Von Vanja Budde | 29.09.2015
    Die Vorbereitung sowie die Anästhesie in einem OP.
    Etwa 20.000 Ventile im Jahr verschickt die Christoph Miethke GmbH von Potsdam aus an Krankenhäuser und Gehirnchirurgen in aller Welt. (picture-alliance / dpa / Klaus Rose)
    Das neurochirurgische Ventil ist aus silbernem Titan und etwa so groß wie eine Fünf-Cent-Münze. Es wird hinter das Ohr unter die Kopfhaut implantiert und leitet über einen Katheter überschüssiges Hirnwasser ab, erklärt Michaela Funk-Neubarth von der Firma Miethke.
    "Das sind Gravitationsventile. Wenn man den Kopf mit dem Bauchraum verbindet, dann verbindet man zwei Systeme, die normal so nicht miteinander verbunden wären. Und jetzt müssen Sie sich zwei Wassergläser vorstellen, die Sie mit einem Schlauch verbinden: Der Patient steht auf, dann läuft das obere Gefäß leer. Und wenn die Hirnkammern leerlaufen, dann können die kollabieren. Das heißt, die fallen zusammen."
    Die Ventile von Miethke verhindern das mit einer innovativen Technik. Aber die soll "der Christoph" selber erklären, sagt Michaela Funk-Neubarth.
    Auf dem Weg zum Chef machen wir einen Abstecher durch die Entwicklungsabteilung: Die Firma wächst schnell: Die Serienproduktion ist schon in einen zweiten Standort in der Nähe ausgelagert, der dritte, eine ehemalige Reithalle, wird gerade saniert.
    Implantate international gefragt
    Eine Maschine schneidet Titanstangen klein, einen Gang weiter in einem sterilen, laborähnlichen Raum mit Panoramascheiben stehen Männer und Frauen in weißen Kitteln an kleinen Handpressen.
    "Und was er da jetzt macht: Er prüft die verschiedenen Druckstufen, es gibt zig Prüfprozesse zwischendrin immer mal wieder"

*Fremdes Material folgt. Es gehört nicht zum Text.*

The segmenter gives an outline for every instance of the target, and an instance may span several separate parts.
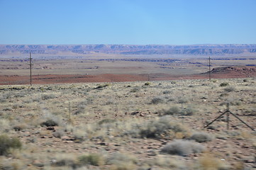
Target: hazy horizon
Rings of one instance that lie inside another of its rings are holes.
[[[0,0],[1,45],[256,44],[256,1]]]

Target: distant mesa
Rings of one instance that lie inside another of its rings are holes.
[[[256,45],[0,45],[0,55],[56,54],[71,52],[74,54],[101,52],[122,55],[221,55],[256,53]]]
[[[208,72],[207,73],[208,73]],[[236,74],[245,75],[247,76],[255,76],[256,75],[255,67],[225,67],[213,68],[211,72],[213,74]],[[204,73],[204,74],[207,74]]]

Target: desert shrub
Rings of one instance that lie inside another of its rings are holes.
[[[158,103],[164,103],[164,101],[165,101],[164,99],[161,97],[155,97],[155,98],[152,98],[150,103],[158,104]]]
[[[47,126],[47,127],[49,127],[49,126],[57,126],[58,125],[58,123],[55,121],[54,120],[52,119],[48,119],[45,121],[43,121],[40,123],[40,125],[41,126]]]
[[[135,88],[133,88],[133,89],[131,89],[131,90],[130,91],[130,92],[131,92],[131,93],[135,93],[135,92],[139,91],[140,90],[140,88],[138,88],[138,87],[135,87]]]
[[[109,84],[104,84],[104,85],[99,85],[99,86],[95,87],[94,89],[101,90],[103,88],[106,87],[106,86],[110,86]]]
[[[8,119],[0,119],[0,130],[5,132],[9,131],[11,129],[10,120]]]
[[[4,103],[6,101],[6,97],[5,97],[5,96],[0,97],[0,103]]]
[[[101,120],[100,120],[98,124],[99,125],[103,125],[103,124],[106,124],[106,123],[112,123],[116,122],[116,120],[114,119],[103,119]]]
[[[165,115],[176,115],[180,113],[180,109],[177,106],[172,106],[168,110],[164,110]]]
[[[73,135],[74,135],[74,139],[77,142],[81,142],[81,141],[84,140],[84,137],[85,137],[86,133],[84,130],[77,129],[73,131],[74,131]]]
[[[182,110],[177,106],[172,106],[168,110],[163,110],[162,112],[165,115],[192,115],[197,112],[197,110],[191,106],[184,108]]]
[[[189,101],[187,99],[187,98],[179,98],[179,101],[178,101],[178,103],[188,103]]]
[[[194,132],[190,137],[191,140],[197,142],[207,142],[213,140],[213,137],[206,132]]]
[[[8,154],[11,148],[21,149],[21,142],[18,138],[10,138],[6,135],[0,135],[0,155]]]
[[[89,154],[78,157],[79,162],[82,165],[99,166],[104,164],[104,158],[98,154]]]
[[[59,137],[60,138],[62,136],[64,135],[64,132],[62,130],[57,130],[52,133],[52,135],[55,137]]]
[[[136,159],[128,154],[115,152],[106,158],[106,164],[112,165],[113,170],[133,170],[135,169]]]
[[[188,106],[187,108],[185,108],[184,109],[183,109],[183,110],[181,113],[181,115],[192,115],[196,112],[197,112],[196,109],[195,109],[195,108],[194,108],[192,107]]]
[[[48,100],[48,99],[51,99],[51,98],[56,98],[56,96],[53,94],[42,94],[42,99],[43,100]]]
[[[228,85],[229,85],[228,83],[225,82],[225,83],[221,83],[221,84],[220,84],[220,86],[228,86]]]
[[[71,166],[73,169],[79,166],[77,163],[73,159],[63,158],[52,163],[54,166]]]
[[[150,86],[150,82],[145,82],[144,84],[145,86]]]
[[[227,92],[231,92],[235,91],[235,88],[233,86],[228,86],[224,89],[224,91]]]
[[[163,94],[169,94],[172,93],[172,91],[169,91],[169,90],[165,90],[164,91],[162,91]]]
[[[216,169],[216,170],[228,170],[230,167],[226,164],[223,163],[220,159],[218,159],[210,154],[204,154],[199,158],[199,169]]]
[[[141,137],[156,139],[172,139],[176,133],[181,132],[184,137],[187,135],[187,131],[180,124],[174,123],[168,117],[164,116],[158,120],[150,121],[145,128],[141,128]]]
[[[199,143],[189,140],[174,140],[161,149],[161,153],[186,157],[191,154],[201,153],[205,147]]]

    Etwa 20.000 dieser Ventile im Jahr verschickt die Christoph Miethke GmbH von Potsdam aus an Krankenhäuser und Gehirnchirurgen in aller Welt, nach China zum Beispiel: Ein stark wachsender Markt. Darum war die Nähe zu Berlin mit seinen zwei Flughäfen und der Uniklinik Charité bei der Standortwahl entscheidend. Außerdem habe seine Frau mit den drei Söhnen ins grün gelegene Potsdam gewollt, sagt Christoph Miethke. Sein Vater und der Schwiegervater waren Unternehmer, er selbst wollte mit 18 noch Glasbläser werden, Töpfer oder Künstler.
    "Also ich war so ein Reparierer. Ich komme aus einer Familie mit vielen Kindern. Wir waren sieben Kinder, da ging mir das auf den Keks, dass bei uns lauter kaputte Fahrräder standen. Und einen Nachmittag habe ich alle Fahrräder repariert, weil ich das einfach nicht mehr wollte, dass die kaputt waren."
    Ein stark wachsender Markt
    Tüfteln und kleinteiliges Fummeln: Das müssen seine Mitarbeiter auch mögen. Miethke hat zwei Uhrmacher angeheuert und bildet auch selber aus. Zuletzt 14 Millionen Euro Umsatz, die Mitarbeiterzahl hat sich alle paar Jahre verdoppelt, auf inzwischen 130: Als Miethke mit zwei Kollegen kurz nach der Wende anfing, hat damit niemand gerechnet.
    "Es gab solche Produkte, aber die waren in der Funktion ganz anders und wir haben dann unsere eigene Entwicklung dagegengestellt, also gegen diese Giganten - Medtronic und Codman. Die waren eben damals schon am Start."
    Miethke will an die Spitze
    Obwohl sein Unternehmen im Vergleich zu den Branchenriesen winzig ist, zeigt sich der schlanke, braun gebrannte 55-Jährige im legeren Hemd angriffslustig: Nummer drei reicht ihm nicht: Christoph Miethke will an die Spitze.
    Schließlich könne sich nur das von ihm entwickelte Implantat an alle Lebenslagen anpassen und den je nach Körperhaltung wechselnden Wasserdruck im Kopf ausgleichen.
    "Wenn der Patient steht, muss ein Ventil anders funktionieren als im Liegen. Das haben die anderen im Wesentlichen ignoriert. Mit diesem Gedanken, im Stehen, im Liegen unterschiedliche Ventile zu haben, die sich automatisch mit der Haltung immer anpassen, haben wir es geschafft, dass wir in Deutschland definitiv Marktführer sind. Und wir sind in vielen, vielen Märkten sehr dynamisch am Wachsen, einfach aufgrund dieser Erkenntnis."
    Christoph Miethke ist in Krefeld geboren, er ging mit seiner Firma in den Osten, weil das Bedingung war: Damals wurden Gründungen in den funkelnagelneuen Bundesländern zu 85 Prozent gefördert. Doch im rot-rot regierten Brandenburg hat Miethke sich auf Anhieb gut aufgehoben gefühlt:
    "Brandenburg war so: Wer was machen will, wer aufbrechen will, der ist hier willkommen und macht einfach mit. So habe ich es wirklich erlebt."